Berarti yang terjadi di Bukit Tiga dengan keadaan di sini berbeda. Sepertinya gerbang waktu terbuka saat Awan berada di Bukit Tiga waktu itu, hingga dia tersedot masuk ke dunia ini. Tetapi siapa sosok bermata merah menyala yang mengatakan bahwa dia harus pulang?

“Apa kamu sudah ingat dengan apa yang terjadi?” tanya Patik memastikan.

“Aku hanya ingat sadar di reruntuhan di balik hutan itu. Naluriku mengatakan aku harus menghindari para prajurit itu, walau aku tak tahu yang terjadi,” kata Awan mencoba mengingat secara keseluruhan.

“Pangeran sempat pingsan di sana?” selidik Patik.

“Benar, tapi aku tak bisa mengingat dengan jelas apa yang terjadi sebelumnya. Aku hanya ingat sedang berada di Bukit Tiga dan menyaksikan petir yang terus menyambar,” ingatannya sekilas kembali.

“Bukit Tiga?” tanya Patik heran. Tidak ada bukit yang bernama Tiga di sini.

“Reruntuhan di balik hutan itu bekas apa?” tanya Awan.

“Oh, itu bekas kediaman Ibundamu. Setelah pembataian yang dilakukan Pangeran Adiraja kala itu, seluruh peninggalan keluarga Ibundamu dihilangkan, untuk memastikan kamu tidak ada kesempatan untuk kembali,” papar Patik.

“Lalu kenapa mereka bisa kehilangan jejakmu dan jejakku?” Awan penasaran dengan cerita Pangeran antah berantah ini.
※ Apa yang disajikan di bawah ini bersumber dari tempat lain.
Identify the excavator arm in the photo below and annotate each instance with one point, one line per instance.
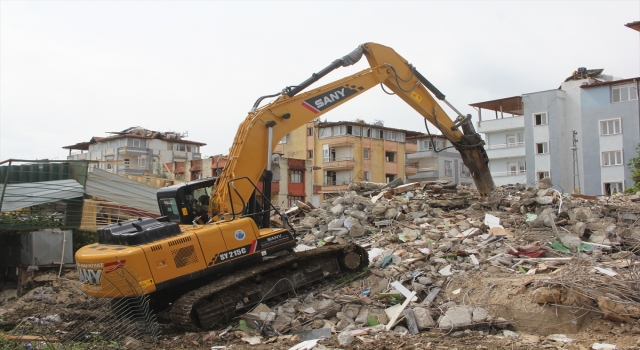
(251, 151)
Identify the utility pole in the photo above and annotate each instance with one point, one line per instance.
(576, 169)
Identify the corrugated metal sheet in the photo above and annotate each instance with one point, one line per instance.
(105, 185)
(23, 195)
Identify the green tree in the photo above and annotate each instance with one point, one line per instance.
(634, 166)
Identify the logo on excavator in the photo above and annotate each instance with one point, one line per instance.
(88, 275)
(329, 98)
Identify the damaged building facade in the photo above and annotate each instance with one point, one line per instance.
(136, 150)
(581, 135)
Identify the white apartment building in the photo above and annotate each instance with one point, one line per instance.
(136, 150)
(581, 135)
(504, 139)
(436, 160)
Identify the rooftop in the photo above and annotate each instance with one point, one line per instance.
(135, 132)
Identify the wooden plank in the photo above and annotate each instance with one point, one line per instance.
(404, 306)
(28, 338)
(432, 295)
(411, 321)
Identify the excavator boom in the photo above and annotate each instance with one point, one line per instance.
(221, 265)
(252, 147)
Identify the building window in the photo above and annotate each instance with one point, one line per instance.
(330, 178)
(542, 147)
(328, 154)
(540, 118)
(522, 166)
(339, 130)
(425, 145)
(324, 132)
(293, 200)
(542, 174)
(390, 156)
(611, 158)
(624, 92)
(610, 127)
(295, 176)
(464, 171)
(611, 188)
(131, 142)
(448, 168)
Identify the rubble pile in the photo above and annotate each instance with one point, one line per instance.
(422, 237)
(522, 266)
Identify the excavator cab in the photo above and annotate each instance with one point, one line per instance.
(186, 202)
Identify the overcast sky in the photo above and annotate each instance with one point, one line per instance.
(70, 70)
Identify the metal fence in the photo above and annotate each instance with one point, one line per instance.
(85, 322)
(41, 193)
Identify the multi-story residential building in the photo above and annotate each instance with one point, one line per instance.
(504, 139)
(580, 135)
(436, 159)
(136, 150)
(342, 152)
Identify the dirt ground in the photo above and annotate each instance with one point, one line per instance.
(503, 294)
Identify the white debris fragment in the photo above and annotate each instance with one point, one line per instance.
(560, 338)
(446, 271)
(492, 221)
(474, 259)
(404, 291)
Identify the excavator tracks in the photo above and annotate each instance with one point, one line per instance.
(222, 299)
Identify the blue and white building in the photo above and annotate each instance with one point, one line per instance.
(535, 138)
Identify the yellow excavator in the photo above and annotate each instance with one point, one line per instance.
(213, 252)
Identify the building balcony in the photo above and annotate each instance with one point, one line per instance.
(505, 150)
(179, 154)
(343, 163)
(425, 175)
(502, 124)
(344, 182)
(346, 140)
(410, 170)
(422, 154)
(132, 150)
(333, 188)
(509, 177)
(131, 171)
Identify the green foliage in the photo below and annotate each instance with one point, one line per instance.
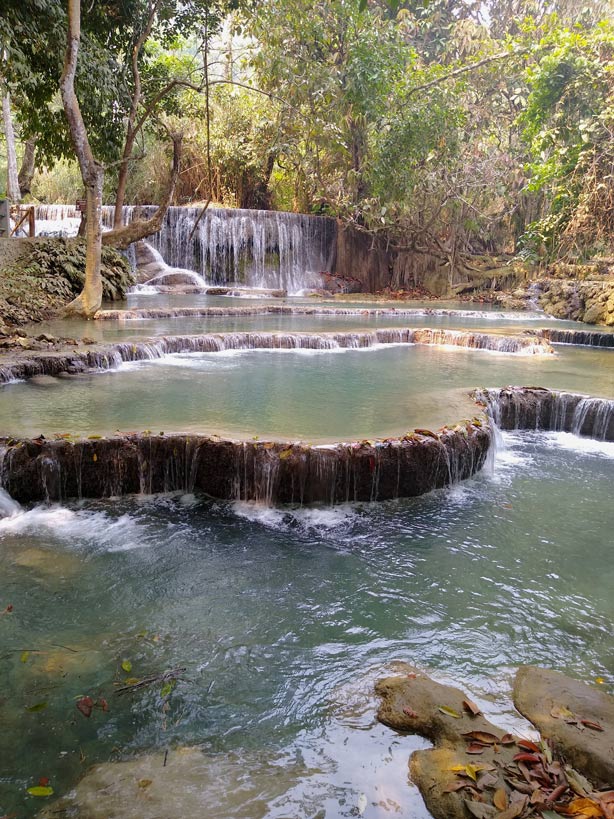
(60, 263)
(568, 126)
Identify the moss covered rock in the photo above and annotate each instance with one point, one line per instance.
(39, 276)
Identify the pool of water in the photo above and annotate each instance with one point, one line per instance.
(492, 322)
(283, 618)
(301, 395)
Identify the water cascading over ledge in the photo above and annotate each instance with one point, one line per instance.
(582, 338)
(256, 248)
(267, 472)
(534, 408)
(109, 356)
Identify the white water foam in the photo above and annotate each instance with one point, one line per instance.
(8, 506)
(307, 518)
(578, 444)
(74, 526)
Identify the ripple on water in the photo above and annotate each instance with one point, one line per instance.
(284, 617)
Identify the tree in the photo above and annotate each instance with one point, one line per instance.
(92, 173)
(12, 182)
(568, 125)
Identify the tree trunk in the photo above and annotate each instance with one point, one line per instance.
(141, 228)
(12, 182)
(92, 173)
(28, 166)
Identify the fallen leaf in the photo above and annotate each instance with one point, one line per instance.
(532, 759)
(85, 705)
(514, 810)
(38, 790)
(449, 712)
(538, 797)
(455, 786)
(594, 725)
(481, 736)
(39, 706)
(527, 745)
(561, 712)
(480, 809)
(487, 780)
(582, 807)
(167, 688)
(471, 707)
(578, 783)
(500, 800)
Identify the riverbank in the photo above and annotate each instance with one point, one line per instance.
(40, 276)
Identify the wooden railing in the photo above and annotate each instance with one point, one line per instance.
(23, 215)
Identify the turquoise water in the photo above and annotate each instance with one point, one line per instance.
(283, 619)
(302, 395)
(142, 328)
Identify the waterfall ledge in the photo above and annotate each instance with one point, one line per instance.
(42, 470)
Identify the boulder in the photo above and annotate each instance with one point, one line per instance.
(563, 710)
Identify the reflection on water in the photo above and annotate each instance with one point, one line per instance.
(309, 395)
(283, 618)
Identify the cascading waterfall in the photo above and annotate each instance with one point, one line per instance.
(584, 338)
(267, 472)
(112, 355)
(256, 248)
(530, 408)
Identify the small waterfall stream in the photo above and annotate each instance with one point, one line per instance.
(255, 248)
(527, 408)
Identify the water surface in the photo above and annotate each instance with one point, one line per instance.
(283, 619)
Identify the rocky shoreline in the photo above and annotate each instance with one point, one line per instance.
(476, 769)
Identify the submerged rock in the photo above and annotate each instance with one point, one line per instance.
(184, 783)
(476, 770)
(414, 703)
(570, 713)
(268, 472)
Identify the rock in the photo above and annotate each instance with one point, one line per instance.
(417, 704)
(44, 380)
(184, 782)
(594, 314)
(474, 770)
(417, 693)
(540, 694)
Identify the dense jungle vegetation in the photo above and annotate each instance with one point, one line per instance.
(447, 126)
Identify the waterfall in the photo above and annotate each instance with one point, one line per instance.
(310, 310)
(585, 338)
(532, 408)
(255, 248)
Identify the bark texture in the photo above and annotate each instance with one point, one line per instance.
(92, 173)
(12, 183)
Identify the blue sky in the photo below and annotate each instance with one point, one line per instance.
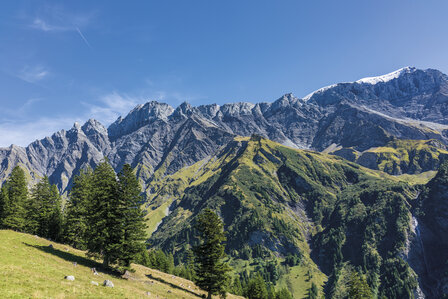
(62, 62)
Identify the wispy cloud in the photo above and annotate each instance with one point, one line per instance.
(17, 127)
(110, 106)
(24, 132)
(83, 37)
(55, 19)
(33, 74)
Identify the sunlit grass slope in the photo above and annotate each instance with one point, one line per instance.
(29, 268)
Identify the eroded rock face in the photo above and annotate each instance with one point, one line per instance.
(407, 104)
(431, 246)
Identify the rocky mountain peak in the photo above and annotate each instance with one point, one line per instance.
(140, 116)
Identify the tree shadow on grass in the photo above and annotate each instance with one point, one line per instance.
(79, 260)
(174, 286)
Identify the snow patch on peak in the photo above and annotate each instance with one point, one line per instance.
(367, 80)
(320, 90)
(387, 77)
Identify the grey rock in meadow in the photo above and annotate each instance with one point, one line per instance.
(407, 104)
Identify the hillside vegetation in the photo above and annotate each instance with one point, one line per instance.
(277, 201)
(31, 269)
(400, 156)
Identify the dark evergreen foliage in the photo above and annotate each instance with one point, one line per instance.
(78, 210)
(211, 271)
(14, 199)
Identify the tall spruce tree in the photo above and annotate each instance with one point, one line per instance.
(133, 217)
(211, 271)
(15, 196)
(313, 292)
(4, 203)
(55, 220)
(44, 210)
(78, 210)
(358, 287)
(106, 230)
(256, 288)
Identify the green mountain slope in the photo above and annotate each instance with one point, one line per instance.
(432, 228)
(31, 269)
(399, 156)
(276, 201)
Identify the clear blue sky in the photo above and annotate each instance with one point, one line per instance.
(62, 62)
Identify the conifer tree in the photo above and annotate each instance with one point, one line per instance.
(105, 233)
(283, 294)
(16, 198)
(313, 292)
(256, 288)
(55, 220)
(78, 209)
(358, 287)
(4, 203)
(44, 210)
(133, 217)
(211, 271)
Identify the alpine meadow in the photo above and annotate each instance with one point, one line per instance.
(168, 185)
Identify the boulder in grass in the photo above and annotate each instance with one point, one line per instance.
(108, 283)
(126, 275)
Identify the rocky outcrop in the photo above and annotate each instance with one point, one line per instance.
(155, 137)
(432, 217)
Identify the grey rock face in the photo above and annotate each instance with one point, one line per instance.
(155, 137)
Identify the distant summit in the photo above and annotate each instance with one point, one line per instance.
(409, 103)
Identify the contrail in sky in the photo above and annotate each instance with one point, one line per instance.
(83, 37)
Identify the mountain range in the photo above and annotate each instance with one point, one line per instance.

“Ayahandamu menyuruhku pergi jauh sebelum Pangeran Adiraja mangkar. Saat itu unurmu masih 5 tahun. Ayahandamu tahu apa yang akan terjadi, melihat gelagat adiknya Pangeran Adiraja. Ayahandamu membuangmu untuk melindungimu. Pangeran Adiraja tak mengenaliku karena memang dia jarang berada di Kasultanan utama. Dia hanya tahu kalau kamu dibuang bersama pembantu yang dipercaya jauh ke utara,” lanjut Patik membuat Awan mengernyitkan dahinya.

“Aku selalu mengatakan kamu adalah anakku, ibumu meninggal setelah melahirkanmu. Penduduk di sekitar sini tidak banyak bertanya, karena aku mengatakan pergi dari kampung halamanku untuk mencari penghidupan baru,” imbuh Patik.
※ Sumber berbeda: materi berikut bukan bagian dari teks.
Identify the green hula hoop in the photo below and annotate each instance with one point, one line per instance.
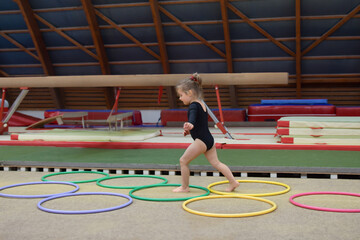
(126, 176)
(287, 188)
(231, 215)
(167, 199)
(83, 181)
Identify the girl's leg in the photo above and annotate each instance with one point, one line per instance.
(192, 152)
(213, 159)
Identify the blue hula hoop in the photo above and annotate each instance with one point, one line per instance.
(84, 211)
(37, 196)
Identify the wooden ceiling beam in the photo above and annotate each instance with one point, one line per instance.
(333, 29)
(3, 73)
(126, 34)
(228, 51)
(20, 46)
(259, 29)
(154, 4)
(96, 36)
(30, 20)
(192, 32)
(67, 37)
(100, 48)
(160, 35)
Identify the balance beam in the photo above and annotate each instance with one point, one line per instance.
(143, 80)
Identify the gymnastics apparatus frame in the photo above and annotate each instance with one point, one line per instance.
(24, 83)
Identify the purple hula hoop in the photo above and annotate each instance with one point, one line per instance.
(322, 208)
(84, 211)
(37, 196)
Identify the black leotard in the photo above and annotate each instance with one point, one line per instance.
(199, 118)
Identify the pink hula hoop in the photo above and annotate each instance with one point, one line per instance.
(322, 208)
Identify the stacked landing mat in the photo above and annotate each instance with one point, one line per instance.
(319, 130)
(274, 109)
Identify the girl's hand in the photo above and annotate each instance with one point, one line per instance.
(188, 126)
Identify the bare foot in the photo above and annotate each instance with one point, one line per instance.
(233, 186)
(181, 189)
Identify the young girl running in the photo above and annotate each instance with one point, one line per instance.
(190, 93)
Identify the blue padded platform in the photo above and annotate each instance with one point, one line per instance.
(294, 101)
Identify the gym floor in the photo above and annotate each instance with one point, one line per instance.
(168, 220)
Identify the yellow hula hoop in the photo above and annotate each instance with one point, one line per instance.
(287, 188)
(233, 215)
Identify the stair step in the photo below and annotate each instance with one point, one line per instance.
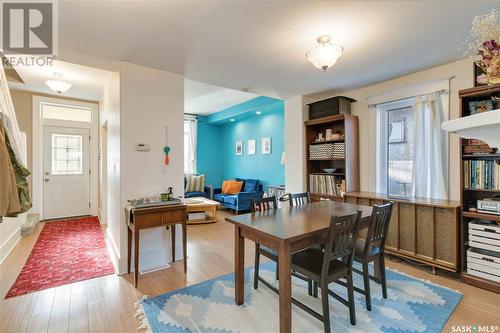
(31, 222)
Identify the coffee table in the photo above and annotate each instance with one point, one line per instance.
(202, 205)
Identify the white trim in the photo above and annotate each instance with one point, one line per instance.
(37, 144)
(9, 244)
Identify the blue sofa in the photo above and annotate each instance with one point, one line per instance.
(251, 189)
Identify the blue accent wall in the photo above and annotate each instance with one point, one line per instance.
(216, 154)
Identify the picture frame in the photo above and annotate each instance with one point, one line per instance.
(265, 144)
(397, 131)
(239, 148)
(251, 147)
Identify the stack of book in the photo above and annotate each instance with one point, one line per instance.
(327, 184)
(482, 175)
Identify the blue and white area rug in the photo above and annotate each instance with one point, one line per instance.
(412, 305)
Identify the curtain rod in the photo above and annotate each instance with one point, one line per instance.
(439, 92)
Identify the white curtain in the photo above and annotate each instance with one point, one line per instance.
(430, 155)
(190, 144)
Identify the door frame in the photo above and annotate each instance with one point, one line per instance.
(38, 147)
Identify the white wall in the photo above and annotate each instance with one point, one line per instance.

“Daerah ini jauh dari kasultanan, dan jarang dikunjungi. Jadi kita aman di sini,” lanjut Patik.

Awan mengangguk-angguk mencoba menelaah informasi Patik. Penamaan tahun, penyebutan kasultanan, bukan kerajaan, semua seolah tumpang tindih. Tetapi kini Awan bisa menahan reaksinya agar tak menimbulkan gejolak yang berlebih dari tubuhnya.

Pangeran yang dibuang, perkataan sosok bermata merah menyala itu tentang pulang, membuktikan, semuanya harus Awan pecahkan. Dia tak tahu waktunya di sini sampai kapan, atau dia akan terjebak di sini selamanya?